Prince William and his wife Catherine have written to Samburu herdsmen, thanking them for donating a fattened calf and a goat to celebrate the birth of their baby, Prince George.
In a carefully-worded letter in Kiswahili, the Duke and Duchess of Cambridge said they were happy with the gifts which were presented to the British High Commissioner, Dr Christian Turner, last week.
Reports about the royal family’s acceptance of the gifts carried in UK papers said the new parents had formally accepted the presents, considered a great honour in Samburu culture, and thanked the elders for their generosity.
During a traditional Samburu ceremony to celebrate the birth of Prince George, elders blessed the animals while women danced. They later handed over the animals to Dr Turner, who had travelled to Wamba on behalf of the royal family for the ceremony.
The Swahili part of the royal letter read: “Kwa niaba ya kijana wetu, George, Catherine na mimi ningependa kuwashukuru nyote sana sana kwa kujitolea kwenu, ukarimu wenu na pia kwa zawadi zenu (On behalf of our son George, Catherine and myself, I would like to thank you very much for the extraordinary honour, generosity and gifts).”
The letter continued in English: “I remember my time with you, the Samburu, with immense happiness and I could not be more grateful to you all for this kindness.
“It gives me great pride and joy to know that George’s ‘pension’ will be herded on land that we love and care deeply for. We only hope that one day, he will be able to come and see them for himself.

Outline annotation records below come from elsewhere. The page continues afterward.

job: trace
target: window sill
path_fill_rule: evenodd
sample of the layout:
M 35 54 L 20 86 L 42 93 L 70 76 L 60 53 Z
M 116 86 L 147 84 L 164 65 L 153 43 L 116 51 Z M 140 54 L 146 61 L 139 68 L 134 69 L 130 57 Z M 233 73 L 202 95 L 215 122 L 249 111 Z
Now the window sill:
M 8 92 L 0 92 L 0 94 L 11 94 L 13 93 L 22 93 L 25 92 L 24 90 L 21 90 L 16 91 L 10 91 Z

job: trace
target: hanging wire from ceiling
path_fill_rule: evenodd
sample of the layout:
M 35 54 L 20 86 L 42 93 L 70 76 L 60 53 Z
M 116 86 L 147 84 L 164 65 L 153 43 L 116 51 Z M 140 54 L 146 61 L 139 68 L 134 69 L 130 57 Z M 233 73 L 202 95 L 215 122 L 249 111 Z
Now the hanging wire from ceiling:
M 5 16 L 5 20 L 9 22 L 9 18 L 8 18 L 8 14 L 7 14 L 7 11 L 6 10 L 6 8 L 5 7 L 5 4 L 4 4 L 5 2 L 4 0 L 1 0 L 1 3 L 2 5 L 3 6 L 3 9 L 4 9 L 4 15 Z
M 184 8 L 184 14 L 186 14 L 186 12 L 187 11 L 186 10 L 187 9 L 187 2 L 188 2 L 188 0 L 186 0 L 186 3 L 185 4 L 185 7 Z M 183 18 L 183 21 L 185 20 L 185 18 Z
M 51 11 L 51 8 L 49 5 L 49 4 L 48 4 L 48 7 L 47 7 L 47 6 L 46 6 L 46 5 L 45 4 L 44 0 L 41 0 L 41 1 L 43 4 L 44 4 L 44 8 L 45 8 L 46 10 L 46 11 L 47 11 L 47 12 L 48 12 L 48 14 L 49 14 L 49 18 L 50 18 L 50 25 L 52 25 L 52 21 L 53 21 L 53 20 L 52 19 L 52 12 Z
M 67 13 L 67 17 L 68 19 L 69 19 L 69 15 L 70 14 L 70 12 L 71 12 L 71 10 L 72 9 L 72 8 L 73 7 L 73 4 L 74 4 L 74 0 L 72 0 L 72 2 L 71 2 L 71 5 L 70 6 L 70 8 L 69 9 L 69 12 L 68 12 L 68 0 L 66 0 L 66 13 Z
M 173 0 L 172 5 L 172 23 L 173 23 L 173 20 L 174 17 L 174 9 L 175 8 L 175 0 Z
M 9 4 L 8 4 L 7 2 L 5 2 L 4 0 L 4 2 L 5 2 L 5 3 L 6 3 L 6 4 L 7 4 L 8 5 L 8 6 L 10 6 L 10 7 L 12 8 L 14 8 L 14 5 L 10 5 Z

“Please accept our immense and deep thanks on this special occasion.
“Asante (Thank you).”
Livestock are a highly valued asset among the pastoral Samburu, who keep them for meat and milk.
Prince William spent time in the community in recent years when he stayed in a log cabin at the the Lewa Wildlife Conservancy in the foothills of Mount Kenya, culminating in his engagement to Ms Middleton, whom he later married.
Prince William said after discussions between his representatives and local elders, it was agreed that the royal herd be kept at Lewa until Prince George is old enough to take it over.
There has now been an offer of four heifers to go with the bull, which will be managed by the Northern Rangelands Trust, a non-governmental organisation bringing together 21 community-based wildlife conservancies.